Accused north suburban terrorists say feds entrapped them in jihadist scheme

Two years after their arrest on federal terrorism charges and now two weeks before trial, two Zion men are claiming that the government entrapped them into committing crimes.

Joseph D. "Yusuf Abdulhaqq" Jones and Edward "Abdul Wali" Schimenti were charged in April 2017 with conspiring to support ISIS and plotting an attack on the Great Lakes Naval Base.

They are scheduled to go on trial May 28 in Chicago but, in newly filed court records obtained by the ABC7 I-Team, the men are firing back at the FBI claiming they were entrapped in a scheme engineered by federal agents.

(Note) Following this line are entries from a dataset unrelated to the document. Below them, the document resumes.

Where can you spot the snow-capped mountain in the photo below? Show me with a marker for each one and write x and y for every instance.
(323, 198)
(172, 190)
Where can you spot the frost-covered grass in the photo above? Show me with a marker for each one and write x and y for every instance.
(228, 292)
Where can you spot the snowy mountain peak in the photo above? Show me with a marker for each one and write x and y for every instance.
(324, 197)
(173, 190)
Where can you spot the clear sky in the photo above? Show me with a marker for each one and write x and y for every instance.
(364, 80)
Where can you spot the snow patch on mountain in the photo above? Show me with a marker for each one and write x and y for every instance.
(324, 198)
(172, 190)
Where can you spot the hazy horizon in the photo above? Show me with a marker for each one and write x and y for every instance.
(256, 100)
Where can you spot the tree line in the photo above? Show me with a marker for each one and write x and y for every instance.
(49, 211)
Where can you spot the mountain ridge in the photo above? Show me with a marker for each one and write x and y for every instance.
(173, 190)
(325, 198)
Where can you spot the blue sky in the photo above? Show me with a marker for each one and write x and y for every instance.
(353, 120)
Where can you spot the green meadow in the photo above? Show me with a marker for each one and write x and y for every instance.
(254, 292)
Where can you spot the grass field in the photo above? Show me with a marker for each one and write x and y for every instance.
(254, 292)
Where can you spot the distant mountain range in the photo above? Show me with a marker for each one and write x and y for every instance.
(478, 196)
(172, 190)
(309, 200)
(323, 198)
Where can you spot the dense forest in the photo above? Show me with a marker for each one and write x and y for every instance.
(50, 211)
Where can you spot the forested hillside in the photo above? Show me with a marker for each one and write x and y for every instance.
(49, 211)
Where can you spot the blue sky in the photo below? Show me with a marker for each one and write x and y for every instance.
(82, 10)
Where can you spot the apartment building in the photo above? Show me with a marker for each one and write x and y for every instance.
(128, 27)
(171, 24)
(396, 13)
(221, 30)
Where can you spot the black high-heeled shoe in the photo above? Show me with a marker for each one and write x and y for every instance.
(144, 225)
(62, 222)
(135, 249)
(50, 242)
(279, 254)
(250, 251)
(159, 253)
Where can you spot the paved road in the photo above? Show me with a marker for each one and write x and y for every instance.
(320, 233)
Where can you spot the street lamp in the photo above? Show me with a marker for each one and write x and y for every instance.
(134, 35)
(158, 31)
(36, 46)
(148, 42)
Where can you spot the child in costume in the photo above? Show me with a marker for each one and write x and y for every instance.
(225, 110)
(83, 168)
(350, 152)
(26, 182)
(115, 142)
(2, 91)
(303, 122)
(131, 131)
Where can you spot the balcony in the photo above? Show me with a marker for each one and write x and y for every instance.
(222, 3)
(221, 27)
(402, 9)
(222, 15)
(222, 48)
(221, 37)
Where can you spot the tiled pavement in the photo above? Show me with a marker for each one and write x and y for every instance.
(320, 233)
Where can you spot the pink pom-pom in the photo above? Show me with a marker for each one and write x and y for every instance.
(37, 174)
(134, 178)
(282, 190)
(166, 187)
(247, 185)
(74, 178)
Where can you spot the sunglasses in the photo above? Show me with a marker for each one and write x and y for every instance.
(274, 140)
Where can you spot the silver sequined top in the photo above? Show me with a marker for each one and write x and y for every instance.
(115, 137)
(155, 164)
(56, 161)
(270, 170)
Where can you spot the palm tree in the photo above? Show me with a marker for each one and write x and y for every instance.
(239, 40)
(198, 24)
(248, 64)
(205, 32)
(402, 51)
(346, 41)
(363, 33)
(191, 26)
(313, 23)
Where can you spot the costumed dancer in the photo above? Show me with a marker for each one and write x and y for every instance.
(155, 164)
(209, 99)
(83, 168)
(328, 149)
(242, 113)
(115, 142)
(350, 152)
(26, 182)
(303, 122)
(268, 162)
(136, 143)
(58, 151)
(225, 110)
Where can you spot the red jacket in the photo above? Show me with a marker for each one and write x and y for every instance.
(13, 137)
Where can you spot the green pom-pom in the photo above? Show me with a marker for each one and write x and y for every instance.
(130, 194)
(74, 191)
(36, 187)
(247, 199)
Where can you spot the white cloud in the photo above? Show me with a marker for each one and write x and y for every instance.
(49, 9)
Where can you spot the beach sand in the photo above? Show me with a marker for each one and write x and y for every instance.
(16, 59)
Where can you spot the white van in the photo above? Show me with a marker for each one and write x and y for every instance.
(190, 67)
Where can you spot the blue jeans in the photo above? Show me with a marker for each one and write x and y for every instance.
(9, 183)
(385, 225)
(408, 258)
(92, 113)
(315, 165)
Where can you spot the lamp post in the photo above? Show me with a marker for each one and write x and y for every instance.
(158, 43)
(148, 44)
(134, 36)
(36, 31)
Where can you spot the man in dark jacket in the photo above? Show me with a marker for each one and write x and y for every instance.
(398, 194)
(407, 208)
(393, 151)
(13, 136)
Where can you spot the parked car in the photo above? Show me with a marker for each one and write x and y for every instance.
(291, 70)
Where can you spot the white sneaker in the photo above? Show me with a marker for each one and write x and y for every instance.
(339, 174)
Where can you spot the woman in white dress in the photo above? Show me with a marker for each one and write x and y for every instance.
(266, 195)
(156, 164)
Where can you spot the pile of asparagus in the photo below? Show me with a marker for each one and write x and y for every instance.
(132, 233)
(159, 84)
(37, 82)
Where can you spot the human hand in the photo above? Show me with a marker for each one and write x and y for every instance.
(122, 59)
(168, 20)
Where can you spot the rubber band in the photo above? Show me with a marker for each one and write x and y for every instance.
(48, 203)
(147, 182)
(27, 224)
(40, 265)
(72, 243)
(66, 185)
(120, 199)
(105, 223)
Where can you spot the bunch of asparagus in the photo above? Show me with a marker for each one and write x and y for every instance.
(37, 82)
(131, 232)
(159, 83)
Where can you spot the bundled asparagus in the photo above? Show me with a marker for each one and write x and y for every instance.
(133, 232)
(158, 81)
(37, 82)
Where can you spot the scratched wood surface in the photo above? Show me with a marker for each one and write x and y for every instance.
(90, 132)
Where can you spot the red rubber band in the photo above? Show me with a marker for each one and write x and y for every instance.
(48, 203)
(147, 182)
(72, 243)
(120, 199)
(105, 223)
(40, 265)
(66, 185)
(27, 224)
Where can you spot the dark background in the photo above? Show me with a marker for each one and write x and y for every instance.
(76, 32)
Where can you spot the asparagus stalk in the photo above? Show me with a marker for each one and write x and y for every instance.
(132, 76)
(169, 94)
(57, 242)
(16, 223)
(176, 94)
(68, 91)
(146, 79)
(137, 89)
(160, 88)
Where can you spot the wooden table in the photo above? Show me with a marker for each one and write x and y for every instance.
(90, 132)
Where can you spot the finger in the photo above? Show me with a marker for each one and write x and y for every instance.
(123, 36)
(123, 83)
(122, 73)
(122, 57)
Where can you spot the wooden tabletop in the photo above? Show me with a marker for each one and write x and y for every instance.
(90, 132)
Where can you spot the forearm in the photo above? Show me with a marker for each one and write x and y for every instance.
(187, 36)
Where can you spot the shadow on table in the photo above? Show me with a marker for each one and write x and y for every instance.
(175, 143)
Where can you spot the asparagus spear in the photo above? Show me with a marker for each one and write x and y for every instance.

Jones and Schimenti, both 37, had been under surveillance by the FBI for two years, according to their court documents.

"During that entire time, neither Mr. Schimenti nor Mr. Jones ever expressed a willingness to conduct any violence," the pair's attorneys said.

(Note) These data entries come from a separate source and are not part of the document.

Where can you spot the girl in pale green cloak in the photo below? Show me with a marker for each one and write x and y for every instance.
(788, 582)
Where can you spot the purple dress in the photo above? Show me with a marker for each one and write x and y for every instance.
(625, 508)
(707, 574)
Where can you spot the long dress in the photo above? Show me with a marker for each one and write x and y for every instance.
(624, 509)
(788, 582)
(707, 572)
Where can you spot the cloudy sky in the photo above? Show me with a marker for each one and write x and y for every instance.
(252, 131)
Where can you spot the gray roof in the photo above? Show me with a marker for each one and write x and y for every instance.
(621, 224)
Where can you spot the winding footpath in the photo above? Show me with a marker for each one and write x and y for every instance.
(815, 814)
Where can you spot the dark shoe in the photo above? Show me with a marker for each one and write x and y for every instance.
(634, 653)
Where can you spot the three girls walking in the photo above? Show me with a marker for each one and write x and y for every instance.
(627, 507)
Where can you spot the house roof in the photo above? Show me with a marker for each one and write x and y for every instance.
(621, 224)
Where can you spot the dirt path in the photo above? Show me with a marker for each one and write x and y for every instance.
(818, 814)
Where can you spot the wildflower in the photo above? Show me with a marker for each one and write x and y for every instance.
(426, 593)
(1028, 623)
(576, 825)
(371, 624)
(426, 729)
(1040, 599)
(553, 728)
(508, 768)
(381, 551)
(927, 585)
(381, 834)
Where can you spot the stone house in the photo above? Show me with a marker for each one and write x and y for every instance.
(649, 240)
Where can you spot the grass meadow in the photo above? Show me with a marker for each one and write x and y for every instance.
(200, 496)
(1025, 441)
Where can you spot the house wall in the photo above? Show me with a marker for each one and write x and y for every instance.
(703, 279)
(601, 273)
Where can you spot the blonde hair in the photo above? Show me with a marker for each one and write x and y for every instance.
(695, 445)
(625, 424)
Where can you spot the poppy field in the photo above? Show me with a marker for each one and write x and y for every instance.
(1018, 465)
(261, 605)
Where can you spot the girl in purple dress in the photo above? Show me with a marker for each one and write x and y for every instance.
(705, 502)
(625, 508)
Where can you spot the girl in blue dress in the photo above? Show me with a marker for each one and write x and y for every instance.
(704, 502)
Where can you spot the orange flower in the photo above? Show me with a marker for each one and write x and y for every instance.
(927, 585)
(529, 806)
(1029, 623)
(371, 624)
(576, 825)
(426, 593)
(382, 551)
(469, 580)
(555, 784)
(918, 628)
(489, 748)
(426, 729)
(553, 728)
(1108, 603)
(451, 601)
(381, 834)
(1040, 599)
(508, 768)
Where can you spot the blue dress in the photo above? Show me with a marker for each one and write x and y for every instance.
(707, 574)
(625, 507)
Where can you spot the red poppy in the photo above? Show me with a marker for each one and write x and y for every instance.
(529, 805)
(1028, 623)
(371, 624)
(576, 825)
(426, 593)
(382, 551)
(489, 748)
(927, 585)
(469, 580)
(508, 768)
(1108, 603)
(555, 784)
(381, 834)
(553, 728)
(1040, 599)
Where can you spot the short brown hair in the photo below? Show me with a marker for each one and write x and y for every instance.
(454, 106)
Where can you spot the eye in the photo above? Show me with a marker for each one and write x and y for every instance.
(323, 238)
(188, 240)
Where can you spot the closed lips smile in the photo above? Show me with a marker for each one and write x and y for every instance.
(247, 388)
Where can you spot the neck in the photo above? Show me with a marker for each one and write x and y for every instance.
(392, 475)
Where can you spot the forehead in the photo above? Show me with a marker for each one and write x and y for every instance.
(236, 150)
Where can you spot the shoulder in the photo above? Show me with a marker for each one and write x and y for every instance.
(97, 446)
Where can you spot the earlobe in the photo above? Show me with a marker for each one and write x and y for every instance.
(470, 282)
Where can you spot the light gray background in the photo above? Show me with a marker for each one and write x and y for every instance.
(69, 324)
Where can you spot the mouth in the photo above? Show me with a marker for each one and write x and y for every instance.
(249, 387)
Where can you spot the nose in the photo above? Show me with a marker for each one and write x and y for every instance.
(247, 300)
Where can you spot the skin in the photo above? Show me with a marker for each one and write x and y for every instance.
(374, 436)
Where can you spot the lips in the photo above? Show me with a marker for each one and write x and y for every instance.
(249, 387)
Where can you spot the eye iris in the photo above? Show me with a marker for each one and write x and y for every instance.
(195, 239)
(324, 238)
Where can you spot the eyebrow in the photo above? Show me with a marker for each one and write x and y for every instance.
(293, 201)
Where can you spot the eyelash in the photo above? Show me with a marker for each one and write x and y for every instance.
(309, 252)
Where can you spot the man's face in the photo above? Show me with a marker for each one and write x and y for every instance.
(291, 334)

The talk of attacks and overt support for ISIS "only started once prompted by government agents," they maintain. "It is extremely unlikely Mr. Schimenti or Mr. Jones would have committed the instant offense without government inducement."

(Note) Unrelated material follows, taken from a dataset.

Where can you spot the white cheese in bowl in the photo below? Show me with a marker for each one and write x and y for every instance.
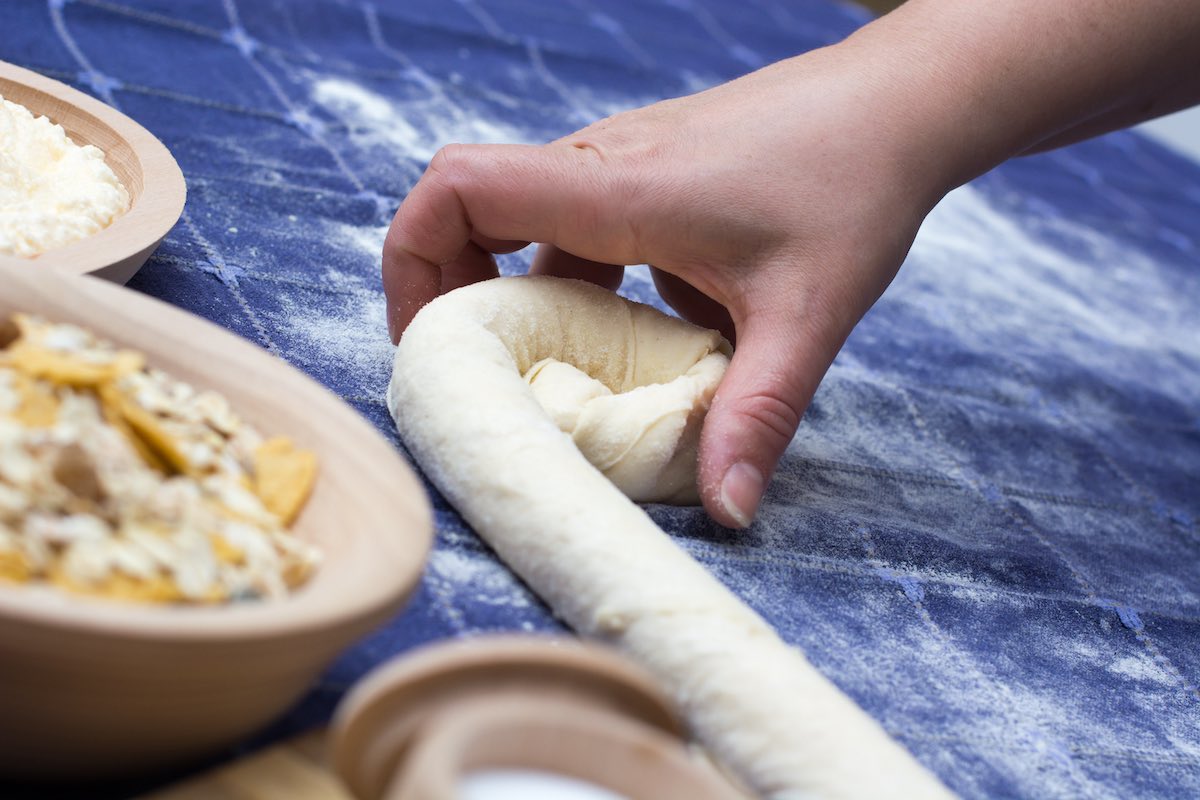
(52, 191)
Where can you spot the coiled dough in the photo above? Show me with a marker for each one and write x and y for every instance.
(463, 405)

Their attorneys are asking that jurors be instructed on what entrapment is, following what is expected to be a robust defense case focused on how undercover operatives reeled in the friends.

Prosecutors have stated that "the government did not induce defendants Jones and Schimenti to commit any crime." They call it a "non-existent entrapment defense."

Attorneys for the two north suburban men declined to comment on apparent defense plans to argue entrapment, but both attorneys said they do expect trial to begin two weeks from Tuesday.

We have seen very similar investigative tactics in the case of Adel Daoud -- who was sentenced last week to 16 years in prison after an FBI sting operation -- and similar criticism from Daoud's attorney that the terror plot was ginned up by the government.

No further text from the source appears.